Phase 1 — Foundations and responsible data use
You begin by mapping how raw operational data moves from source systems into analysis-ready tables, and why undocumented handoffs create silent errors downstream. Labs teach you to profile columns for completeness, spot skewed distributions before trusting averages, and write a short data card that lists refresh cadence, grain, and privacy constraints. Discussions connect spreadsheet habits to governance themes such as purpose limitation and retention, so you can explain trade-offs to legal and product partners without jargon. Peer reviews focus on reproducibility: every transformation you apply must be named, ordered, and reversible in principle, mirroring how production analytics teams audit work during incidents or regulatory reviews.
Phase 2 — From business questions to measurable work
This segment trains you to translate fuzzy stakeholder language into testable hypotheses, explicit metrics, and acceptance criteria before opening any tool. You practice breaking requests into population definitions, time windows, and comparison groups, then identifying confounders that could invalidate a headline chart. Short exercises use realistic briefs from marketing and operations so you learn to push back politely when success metrics conflict or when data simply cannot support the claim being asked for. You also draft a lightweight measurement plan suitable for a weekly sync, including fallback visuals when the ideal dataset is delayed or incomplete.

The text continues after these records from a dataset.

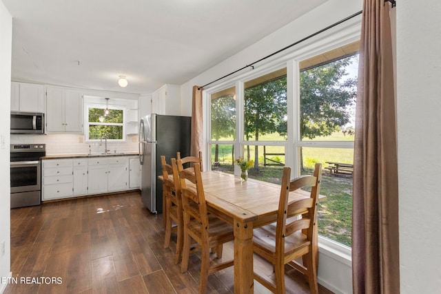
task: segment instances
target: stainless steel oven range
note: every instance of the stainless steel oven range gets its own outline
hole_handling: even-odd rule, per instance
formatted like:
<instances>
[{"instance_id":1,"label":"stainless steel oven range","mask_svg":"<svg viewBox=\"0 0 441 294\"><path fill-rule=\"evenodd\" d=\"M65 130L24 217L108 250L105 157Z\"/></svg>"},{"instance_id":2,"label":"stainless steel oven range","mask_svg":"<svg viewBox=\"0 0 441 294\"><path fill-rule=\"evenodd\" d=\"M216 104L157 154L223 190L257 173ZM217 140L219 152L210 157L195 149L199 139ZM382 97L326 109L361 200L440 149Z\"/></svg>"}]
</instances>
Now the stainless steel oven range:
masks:
<instances>
[{"instance_id":1,"label":"stainless steel oven range","mask_svg":"<svg viewBox=\"0 0 441 294\"><path fill-rule=\"evenodd\" d=\"M11 144L11 208L39 205L41 199L41 160L45 144Z\"/></svg>"}]
</instances>

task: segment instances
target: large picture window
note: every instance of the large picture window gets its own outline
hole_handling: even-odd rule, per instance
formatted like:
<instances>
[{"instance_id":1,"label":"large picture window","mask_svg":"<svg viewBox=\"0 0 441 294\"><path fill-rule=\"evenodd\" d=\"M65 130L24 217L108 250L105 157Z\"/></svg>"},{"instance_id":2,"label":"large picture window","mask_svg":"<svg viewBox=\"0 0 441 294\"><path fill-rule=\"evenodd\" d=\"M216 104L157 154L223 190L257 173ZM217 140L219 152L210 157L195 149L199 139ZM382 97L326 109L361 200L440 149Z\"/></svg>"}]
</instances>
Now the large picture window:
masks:
<instances>
[{"instance_id":1,"label":"large picture window","mask_svg":"<svg viewBox=\"0 0 441 294\"><path fill-rule=\"evenodd\" d=\"M349 247L358 48L292 59L209 94L212 169L237 173L240 155L254 161L249 178L280 184L285 166L295 177L321 162L327 200L318 204L318 232Z\"/></svg>"},{"instance_id":2,"label":"large picture window","mask_svg":"<svg viewBox=\"0 0 441 294\"><path fill-rule=\"evenodd\" d=\"M108 114L105 114L105 108L99 105L88 105L86 140L98 140L105 138L113 141L125 140L125 109L109 107Z\"/></svg>"},{"instance_id":3,"label":"large picture window","mask_svg":"<svg viewBox=\"0 0 441 294\"><path fill-rule=\"evenodd\" d=\"M300 63L300 140L295 144L299 174L312 174L316 162L322 165L320 194L327 200L318 204L318 233L348 246L358 67L351 48L358 50L358 42Z\"/></svg>"}]
</instances>

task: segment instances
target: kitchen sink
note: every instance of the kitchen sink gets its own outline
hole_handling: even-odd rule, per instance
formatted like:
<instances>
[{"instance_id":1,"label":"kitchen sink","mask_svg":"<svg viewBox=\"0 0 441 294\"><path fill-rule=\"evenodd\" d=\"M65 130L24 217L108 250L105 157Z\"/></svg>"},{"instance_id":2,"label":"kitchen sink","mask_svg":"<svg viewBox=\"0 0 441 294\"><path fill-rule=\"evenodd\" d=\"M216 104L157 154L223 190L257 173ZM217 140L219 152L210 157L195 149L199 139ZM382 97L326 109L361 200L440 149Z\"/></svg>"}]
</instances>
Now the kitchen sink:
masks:
<instances>
[{"instance_id":1,"label":"kitchen sink","mask_svg":"<svg viewBox=\"0 0 441 294\"><path fill-rule=\"evenodd\" d=\"M109 152L109 153L92 153L92 154L88 154L88 156L112 156L115 155L125 155L126 152Z\"/></svg>"}]
</instances>

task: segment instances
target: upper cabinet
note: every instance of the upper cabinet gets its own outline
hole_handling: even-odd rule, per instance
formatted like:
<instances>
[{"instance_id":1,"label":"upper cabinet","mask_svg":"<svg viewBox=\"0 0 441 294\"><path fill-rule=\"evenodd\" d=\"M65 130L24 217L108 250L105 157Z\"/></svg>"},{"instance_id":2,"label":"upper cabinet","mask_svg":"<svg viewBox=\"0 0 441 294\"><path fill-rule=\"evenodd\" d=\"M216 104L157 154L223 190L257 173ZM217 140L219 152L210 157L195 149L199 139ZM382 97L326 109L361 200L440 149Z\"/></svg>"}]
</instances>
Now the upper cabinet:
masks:
<instances>
[{"instance_id":1,"label":"upper cabinet","mask_svg":"<svg viewBox=\"0 0 441 294\"><path fill-rule=\"evenodd\" d=\"M46 131L83 133L83 96L76 91L46 87Z\"/></svg>"},{"instance_id":2,"label":"upper cabinet","mask_svg":"<svg viewBox=\"0 0 441 294\"><path fill-rule=\"evenodd\" d=\"M181 87L164 85L152 94L152 113L181 115Z\"/></svg>"},{"instance_id":3,"label":"upper cabinet","mask_svg":"<svg viewBox=\"0 0 441 294\"><path fill-rule=\"evenodd\" d=\"M11 82L11 111L44 112L44 86Z\"/></svg>"}]
</instances>

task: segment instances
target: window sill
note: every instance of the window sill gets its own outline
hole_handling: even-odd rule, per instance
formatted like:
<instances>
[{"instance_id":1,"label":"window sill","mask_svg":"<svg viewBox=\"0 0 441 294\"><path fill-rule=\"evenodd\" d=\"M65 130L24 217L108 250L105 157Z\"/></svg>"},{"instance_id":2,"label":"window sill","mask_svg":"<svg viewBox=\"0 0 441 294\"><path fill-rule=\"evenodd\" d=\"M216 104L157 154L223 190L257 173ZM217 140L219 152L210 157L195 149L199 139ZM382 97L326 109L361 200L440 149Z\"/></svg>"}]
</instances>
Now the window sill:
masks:
<instances>
[{"instance_id":1,"label":"window sill","mask_svg":"<svg viewBox=\"0 0 441 294\"><path fill-rule=\"evenodd\" d=\"M349 266L352 265L352 249L350 247L320 235L318 252Z\"/></svg>"}]
</instances>

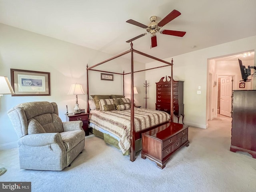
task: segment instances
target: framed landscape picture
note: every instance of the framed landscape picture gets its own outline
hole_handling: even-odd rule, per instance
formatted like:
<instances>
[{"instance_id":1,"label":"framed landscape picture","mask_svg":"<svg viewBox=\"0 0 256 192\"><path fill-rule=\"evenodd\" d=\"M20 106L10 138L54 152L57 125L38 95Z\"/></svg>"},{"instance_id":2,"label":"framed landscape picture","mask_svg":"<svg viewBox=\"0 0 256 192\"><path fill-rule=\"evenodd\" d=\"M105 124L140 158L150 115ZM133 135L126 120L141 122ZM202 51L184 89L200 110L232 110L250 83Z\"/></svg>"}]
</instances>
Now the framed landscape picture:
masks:
<instances>
[{"instance_id":1,"label":"framed landscape picture","mask_svg":"<svg viewBox=\"0 0 256 192\"><path fill-rule=\"evenodd\" d=\"M12 96L50 95L50 73L11 69Z\"/></svg>"},{"instance_id":2,"label":"framed landscape picture","mask_svg":"<svg viewBox=\"0 0 256 192\"><path fill-rule=\"evenodd\" d=\"M107 74L106 73L100 74L100 80L107 80L108 81L114 81L113 74Z\"/></svg>"}]
</instances>

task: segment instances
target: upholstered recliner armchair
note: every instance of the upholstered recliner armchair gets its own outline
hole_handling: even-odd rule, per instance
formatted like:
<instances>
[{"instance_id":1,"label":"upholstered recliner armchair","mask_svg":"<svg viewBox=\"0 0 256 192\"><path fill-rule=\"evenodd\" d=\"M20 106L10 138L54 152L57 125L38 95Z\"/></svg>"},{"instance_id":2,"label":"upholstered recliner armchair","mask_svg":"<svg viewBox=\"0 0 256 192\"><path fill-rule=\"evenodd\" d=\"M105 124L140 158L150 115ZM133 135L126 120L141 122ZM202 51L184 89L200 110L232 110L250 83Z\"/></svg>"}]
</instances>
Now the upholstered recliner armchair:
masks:
<instances>
[{"instance_id":1,"label":"upholstered recliner armchair","mask_svg":"<svg viewBox=\"0 0 256 192\"><path fill-rule=\"evenodd\" d=\"M55 102L22 103L7 113L19 138L21 169L61 170L84 148L82 122L62 122Z\"/></svg>"}]
</instances>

Phase 3 — Prepare and process data with SQL
Here you leave one-off spreadsheet gymnastics for repeatable SQL workflows that scale with larger extracts. Lessons cover filtering, joins, aggregations, subqueries, and basic performance hygiene such as selective columns and sensible grouping keys. You learn to catch join explosions early, document assumptions when imputing missing values, and version queries in a shared repository pattern so teammates can diff changes over time. Case studies highlight how small syntax mistakes alter revenue or funnel numbers, reinforcing defensive querying habits and peer review before numbers reach leadership slides.
Phase 4 — Analyze in R and communicate with visuals
You gain just enough R to tidy messy exports, compute reproducible summaries, and iterate exploratory plots without breaking provenance. Emphasis stays on readable scripts, sensible factor handling, and commentary that explains why a chart supports a recommendation. Visualization modules stress accessibility, truthful scales, and choosing encodings that match audience literacy, from executives who want directional clarity to specialists who ask for segment drill-downs. The unit closes with a structured narrative template: context, finding, uncertainty, and next step, so your final storyline stays defensible under skeptical questions.